More and more software that is useful today is distributed as web applications. Some comes with docker images, some have to be installed with handling dependencies. Most of them implements some form of login (authentication) to access them.

While having one or two of them is manageable, with many of those installed, it becomes a chore to log into each application and deal with their own expiration date. The interface isn't consistent either so it's disturbing for a user (even for a tech savvy user), so it'd be prone to phishing attacks.

In this tutorial, I'll try to explain and implement a solution so that you have a single login page for all your applications, while protecting them from abuse and unwanted attackers.

So instead of this: Before

What is Single Sign On (SSO) ?

The tech sphere loves to use glossary and acronyms, so we have to learn their language to use their tools. SSO stands for single sign on. It's a collection of techniques to defer authentication to a single service that'll check whether a user of a ressource is authorized to access this ressource. If she is, the process is transparent and the service doesn't get in the way. Else a redirect to the login page is performed and credentials are verified.

It'll act like this: After

Why is it better than multiple login pages ?
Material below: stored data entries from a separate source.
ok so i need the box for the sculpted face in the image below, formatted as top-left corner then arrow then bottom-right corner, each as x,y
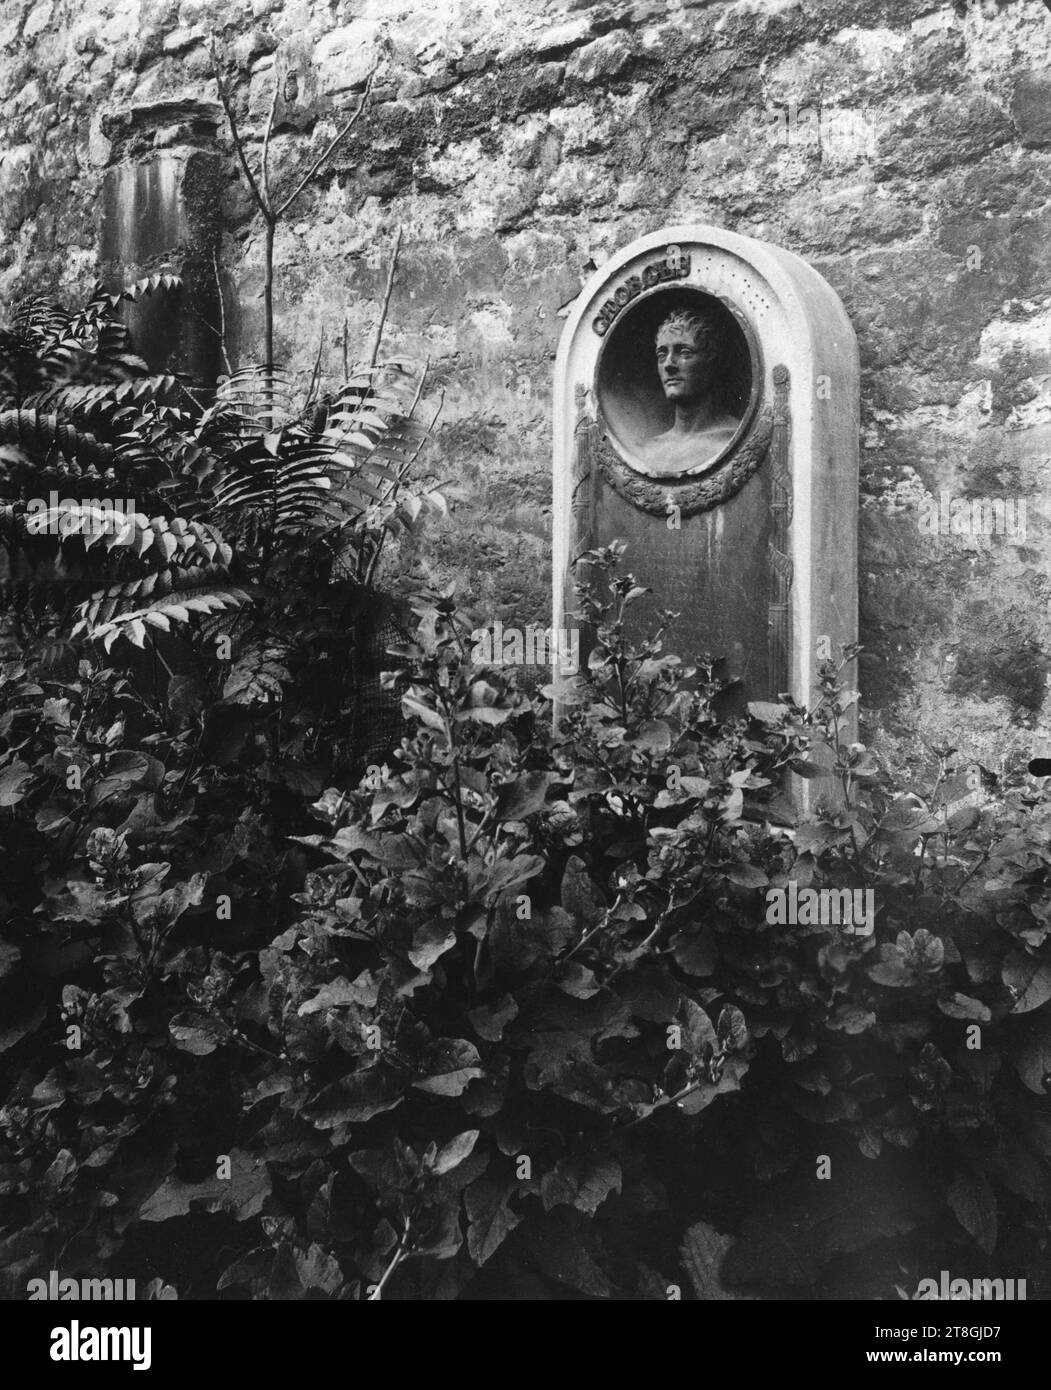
655,315 -> 716,405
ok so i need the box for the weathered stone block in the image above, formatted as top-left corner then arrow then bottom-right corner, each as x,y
565,30 -> 638,87
0,145 -> 40,232
23,1 -> 53,41
162,26 -> 205,55
875,94 -> 1013,180
500,17 -> 591,65
315,20 -> 383,95
513,60 -> 565,116
907,28 -> 964,93
1011,72 -> 1051,149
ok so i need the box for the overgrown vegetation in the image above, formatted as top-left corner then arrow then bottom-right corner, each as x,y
2,264 -> 1051,1299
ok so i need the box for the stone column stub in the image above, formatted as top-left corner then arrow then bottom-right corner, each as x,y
99,102 -> 224,386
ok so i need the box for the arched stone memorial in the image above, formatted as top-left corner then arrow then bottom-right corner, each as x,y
552,224 -> 859,725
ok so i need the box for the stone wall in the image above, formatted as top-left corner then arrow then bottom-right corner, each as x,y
3,0 -> 1051,770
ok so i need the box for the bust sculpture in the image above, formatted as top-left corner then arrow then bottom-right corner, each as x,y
640,308 -> 741,476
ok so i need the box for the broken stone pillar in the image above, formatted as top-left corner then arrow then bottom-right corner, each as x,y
99,106 -> 224,384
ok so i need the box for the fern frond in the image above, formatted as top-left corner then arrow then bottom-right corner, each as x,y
123,513 -> 232,565
211,366 -> 300,432
108,273 -> 183,307
74,561 -> 232,627
62,274 -> 182,326
11,296 -> 72,343
221,641 -> 292,703
29,503 -> 231,566
207,376 -> 427,540
73,572 -> 252,651
0,409 -> 116,469
23,375 -> 182,419
12,277 -> 181,379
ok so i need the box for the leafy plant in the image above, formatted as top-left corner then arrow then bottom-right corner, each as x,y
2,530 -> 1049,1299
0,267 -> 443,775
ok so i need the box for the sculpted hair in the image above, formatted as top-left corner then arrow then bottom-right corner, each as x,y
654,309 -> 720,356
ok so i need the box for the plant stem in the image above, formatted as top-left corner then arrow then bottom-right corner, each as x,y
372,1217 -> 412,1298
263,218 -> 275,379
211,249 -> 233,375
622,1074 -> 718,1129
275,70 -> 377,219
561,893 -> 625,963
261,80 -> 279,213
367,226 -> 402,371
450,754 -> 469,861
210,39 -> 269,218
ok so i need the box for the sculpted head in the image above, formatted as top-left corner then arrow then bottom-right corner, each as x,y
654,309 -> 720,406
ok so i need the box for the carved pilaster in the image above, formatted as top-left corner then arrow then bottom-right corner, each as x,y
567,382 -> 599,614
767,364 -> 792,695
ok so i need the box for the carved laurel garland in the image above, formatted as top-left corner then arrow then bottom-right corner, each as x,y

The more applications you have, the higher the risk that one is compromised/hacked. If a login can be bypassed in one application, the attack surface of the complete application is available for the hacker. With a SSO solution, the login being redirected to a single application, there only one code that needs to be well audited and secure anymore. With such solution, the user will always be presented the same login page whatever the final applications she will be using. So phishing attacks are harder, since it's harder to fool someone on a tool she's used to use than on some sparsely used application.

How was it done before SSO was a thing ?

One old solution to this problem was to use a software stack with the same framework (for example, a PHP website, and hook into session_start for each application in the login process). But this solution becomes unmanageable as soon as you mix different software stacks (PHP, Laravel, Go, npm, etc...).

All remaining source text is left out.